I am still keeping it a low tech, nutrient rich substrate, Metricide 14, and eventually EI dosing tank.

Currently it is being filtered by a Eheim Ecoo 2234 (Fluval 205 removed 12/15/10), and lit by 2-13W Spiral Compact Phillips 6400K bulbs from Home Depot (that are housed in a standard incandescent light fixture).

I will keep the photoperiod at 9 hours/day and let the glosso grow in without any livestock for a couple weeks. So literally I spent all afternoon systematically trimming and replanting the glosso I received from Neven this morning (thank you sir, Rob)! *NOTE TO SELF:* Never do a glosso carpet again because it was a PITA to trim and plant.

Here are some rough photos of the newly planted tank (I still have other plants to add). My apologies for the murky water. I hope you enjoy.



























































































Thanks for looking.

Stuart


----------



## neven (May 15, 2010)

Great work so far  Now you can just wait until all that glosso grows over eachother, you'll be finding yourself pulling whole chains out without even seeing a difference lol


----------



## tang daddy (Apr 21, 2010)

nice start on the new tank Stuart, what kind of filter are you running on this and were the rocks local?


----------



## CRS Fan (Apr 21, 2010)

tang daddy said:


> nice start on the new tank Stuart, what kind of filter are you running on this and were the rocks local?

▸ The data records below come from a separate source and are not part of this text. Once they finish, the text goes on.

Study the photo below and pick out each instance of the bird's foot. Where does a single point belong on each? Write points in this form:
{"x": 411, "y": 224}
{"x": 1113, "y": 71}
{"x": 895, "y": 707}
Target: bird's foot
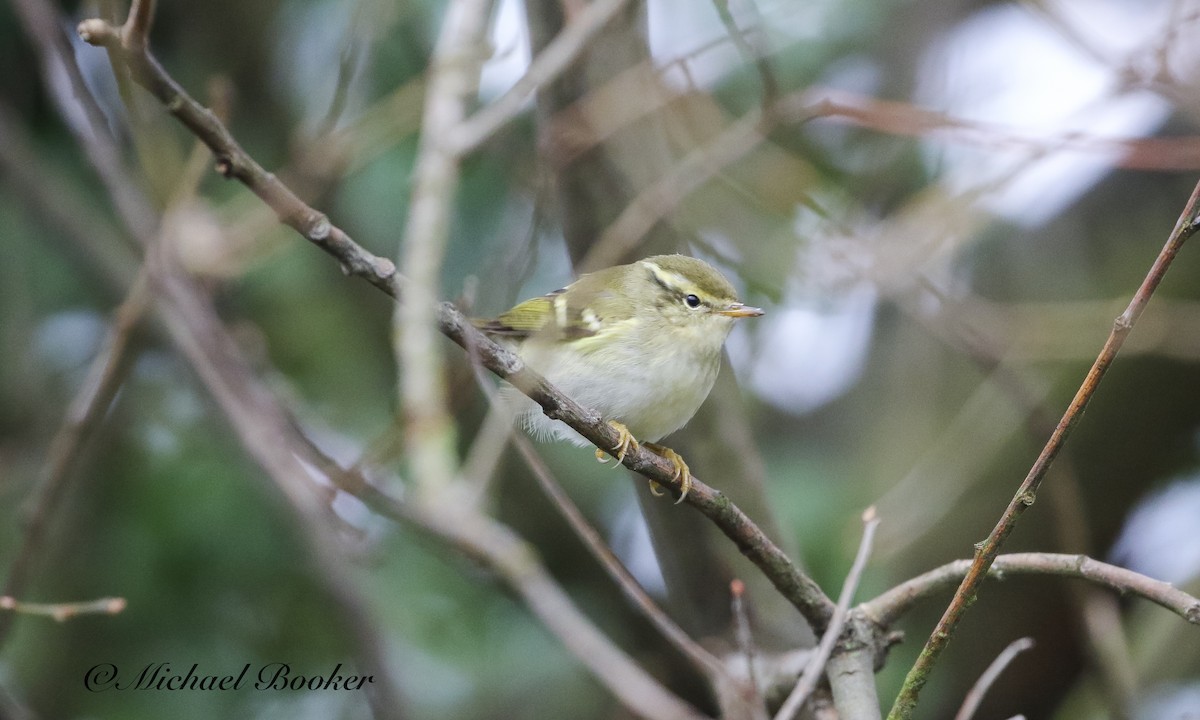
{"x": 683, "y": 474}
{"x": 625, "y": 442}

Its a Fluval 205 right now, Chris. And the rocks are an ancient Chinese secret !


----------



## neven (May 15, 2010)

only confucius knows the truth!


----------



## thefishwife (Apr 21, 2010)

Love it Stuart. Whats that on the intake filter - sponge?


----------



## neven (May 15, 2010)

he has the stainless steel fine mesh strainers


----------



## mysticalnet (Apr 22, 2010)

*10 Gallon Disaster Tank Transformed*

Nice rocks!


----------



## traco (Apr 22, 2010)

neven said:


> he has the stainless steel fine mesh strainers


Tank looks great, love the aquascaping. So where does one get these fine mesh strainers? I bet they would not clog as quickly as a sponge?


----------



## ibenu (Apr 21, 2010)

*10 Gallon Disaster Tank Transformed*

Murky water my butt, man you are a perfectionist!! Tank looks great, looking forward to seeing it and the others in person in the not too distant future.


----------



## CRS Fan (Apr 21, 2010)

neven said:


> only confucius knows the truth!


Exactly, Rob !



thefishwife said:


> Love it Stuart. Whats that on the intake filter - sponge?


They are stainless steel mesh strainers.



neven said:


> he has the stainless steel fine mesh strainers


You beat me to it!



mysticalnet said:


> Nice rocks!


Thank you Ashley. They were very hard to source but I finally found them!



traco said:


> Tank looks great, love the aquascaping. So where does one get these fine mesh strainers? I bet they would not clog as quickly as a sponge?


Please PM me regarding the S/S strainers. I have yet to have 1 clog and they are shrimplet safe !



ibenu said:


> Murky water my butt, man you are a perfectionist!! Tank looks great, looking forward to seeing it and the others in person in the not too distant future.


It is still a little murky. Now to get the intended filter on the tank (I have to rob the Eheim Ecco 2234 from the 29 gallon). It is a work in progress.

Thank you for all the kind words.

Best regards,

Stuart


----------



## bowman00 (Apr 27, 2010)

Love the rock on the left! Let me know if your selling/trading it  haha


----------



## CRS Fan (Apr 21, 2010)

Here are a few more pictures as tonight.

I added some Staurogyne repens and Hygrophila pantanal 'wavy'.





































Thanks for looking.

Stuart


----------



## thefishwife (Apr 21, 2010)

Another stunning tank! I want those rocks!!! LOL


----------



## fraggalrock (Apr 21, 2010)

CRS Fan said:


> Its a Fluval 205 right now, Chris. And the rocks are an ancient Chinese secret !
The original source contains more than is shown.